Along the way, the problems’ existence were denied and also blamed on the alleged after-market leather fitted to the car.  I had the car custom-built the way it is.  The leather was part and parcel of the nearly R70k’s worth of factory-fitted options I specified to the car.  Needless to way, the insinuation that I had after-market leather took my rpm way beyond the red line…

The pattern I have noticed, with myself and others, is that we can accept that mirror mechanisms and such things fail or break.  It is the banter and false promises from the service advisors that irk  us – the thought that the mechanism never breaks, the admission that the part was fitted the wrong way around, the insinuations that one mistreated the product…

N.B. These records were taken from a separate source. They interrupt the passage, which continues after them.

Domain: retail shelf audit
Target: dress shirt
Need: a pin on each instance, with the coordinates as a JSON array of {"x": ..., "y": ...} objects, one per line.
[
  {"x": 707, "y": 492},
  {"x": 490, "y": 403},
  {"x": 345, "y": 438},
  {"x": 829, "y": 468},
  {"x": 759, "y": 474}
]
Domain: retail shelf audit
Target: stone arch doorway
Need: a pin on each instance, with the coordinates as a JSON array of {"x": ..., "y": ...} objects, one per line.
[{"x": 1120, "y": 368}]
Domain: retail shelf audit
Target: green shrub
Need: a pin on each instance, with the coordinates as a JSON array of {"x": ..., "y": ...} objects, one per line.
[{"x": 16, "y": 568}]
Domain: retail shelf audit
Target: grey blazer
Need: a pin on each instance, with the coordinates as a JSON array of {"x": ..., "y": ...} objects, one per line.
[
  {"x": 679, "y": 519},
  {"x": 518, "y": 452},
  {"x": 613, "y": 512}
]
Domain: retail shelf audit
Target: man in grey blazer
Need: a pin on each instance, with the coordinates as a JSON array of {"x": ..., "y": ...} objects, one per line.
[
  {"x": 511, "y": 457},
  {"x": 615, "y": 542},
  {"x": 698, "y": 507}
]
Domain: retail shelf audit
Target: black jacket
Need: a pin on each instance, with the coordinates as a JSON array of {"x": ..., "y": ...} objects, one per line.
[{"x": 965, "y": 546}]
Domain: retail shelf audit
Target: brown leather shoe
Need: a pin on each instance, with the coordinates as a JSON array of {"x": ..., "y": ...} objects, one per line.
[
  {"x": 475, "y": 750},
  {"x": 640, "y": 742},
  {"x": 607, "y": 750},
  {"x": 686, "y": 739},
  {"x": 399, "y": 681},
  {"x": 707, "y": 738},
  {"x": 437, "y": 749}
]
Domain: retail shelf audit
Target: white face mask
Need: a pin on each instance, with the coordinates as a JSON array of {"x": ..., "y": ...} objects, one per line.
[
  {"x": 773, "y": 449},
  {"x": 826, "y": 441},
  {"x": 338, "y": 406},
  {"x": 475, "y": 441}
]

After all this, you will share my shock and surprise when Kia Sandton contacted us yesterday to say that a new mirror mechanism has arrived for Pixie.  We could pop in for thirty minutes whenever we wanted and they would have her fixed up.  We did so around lunchtime yesterday.  I followed in the former rattlebox to the dealership to take my partner to lunch while we waited, thinking that thirty minutes would be closer to three hours.  It turned out to be forty minutes. 

Wow, I am impressed.  I guess that Mercedes-Benz and Audi, with products costing four times as much as Pixie each, have lowered my expectations to such an extent that when someone does what they promise, I am surprised.  No, shocked.